PQ量子化(ぴーきゅーりょうしか)
最終更新:2026/4/28
PQ量子化は、ベクトルデータを効率的に圧縮するための量子化手法であり、特に類似検索や大規模データ処理において利用される。
別名・同義語 プロダクト量子化
ポイント
PQ量子化は、ベクトル空間を複数の部分空間に分割し、各部分空間で個別に量子化を行うことで、高い圧縮率と検索精度を実現する。
PQ量子化とは
PQ量子化(Product Quantization)は、高次元ベクトルデータを低次元に圧縮するための手法です。類似検索や大規模データ処理において、メモリ使用量と検索速度のトレードオフを改善するために用いられます。
PQ量子化の仕組み
PQ量子化では、高次元ベクトル空間を複数の独立した低次元部分空間に分割します。例えば、128次元のベクトルを8つの16次元の部分空間に分割することが考えられます。次に、各部分空間において、k-means法などのクラスタリングアルゴリズムを用いて、ベクトルをいくつかの代表的なベクトル(セントロイド)に量子化します。これにより、各ベクトルは、各部分空間におけるセントロイドのインデックスの組み合わせとして表現されるようになります。
PQ量子化の利点
- 高い圧縮率: ベクトルを低次元のインデックスで表現するため、メモリ使用量を大幅に削減できます。

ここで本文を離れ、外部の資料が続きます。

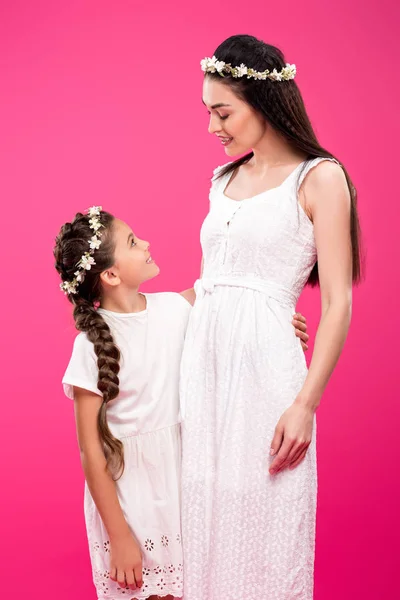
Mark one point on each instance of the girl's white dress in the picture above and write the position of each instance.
(145, 417)
(247, 535)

- 高速な検索: 量子化されたベクトル間の距離計算は、元のベクトル間の距離計算よりも高速に行えます。
- スケーラビリティ: 大規模なデータセットに対しても効率的に適用できます。
PQ量子化の欠点
- 量子化誤差: ベクトルを量子化することで、元のベクトルとの間に誤差が生じます。この誤差が検索精度に影響を与える可能性があります。
- パラメータ調整: 部分空間の数やクラスタ数などのパラメータを適切に調整する必要があります。
PQ量子化の応用例
- 類似画像検索: 画像の特徴ベクトルをPQ量子化することで、高速かつ効率的な類似画像検索を実現できます。
- レコメンデーションシステム: ユーザーの行動履歴やアイテムの特徴ベクトルをPQ量子化することで、レコメンデーションの精度と効率を向上させることができます。
- 大規模データ分析: 大規模なデータセットをPQ量子化することで、メモリ使用量を削減し、データ分析の効率を向上させることができます。